From Benign Autoimmunity to Type 1 Diabetes: a Misguided Dialogue between T Cells and Beta Cells

Summary: Type 1 diabetes (T1D) is classically viewed as an autoimmune disease. While this certainly still holds true, recent work by us and others have highlighted a universal state of “benign” autoimmunity present in all individuals. The key question is therefore to understand the mechanisms by which this benign autoimmunity progresses towards an aggressive state and leads to T1D. Two non-mutually exclusive mechanisms are at play: defective immune regulation and an increased vulnerability of beta cells to the autoimmune attack. These mechanisms also provide relevant therapeutic targets that we are exploring in preclinical mouse and in-vitro human models and in patients. Overall, T1D should now be viewed as both an autoimmune and a beta-cell disease, and should be treated accordingly.

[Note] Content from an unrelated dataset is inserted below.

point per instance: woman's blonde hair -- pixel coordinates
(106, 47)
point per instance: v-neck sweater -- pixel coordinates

Biography: R. Mallone received his MD PhD degree from the University of Turin, Italy. After a Postdoc with Jerry Nepom at the Benaroya Institute in Seattle, he moved to Paris where he is currently Professor of Immunology at Université Paris Cité, Diabetologist at the Cochin Hospital and leads a research team at the INSERM Cochin Institute. He is also director of a satellite research lab at the Indiana Biosciences Research Institute in Indianapolis. His research spans from preclinical studies with human samples and mouse models to clinical trials. It focuses on autoimmune T cells and their dialogue with pancreatic beta cells to understanding type 1 diabetes mechanisms and develop novel biomarkers and therapeutics.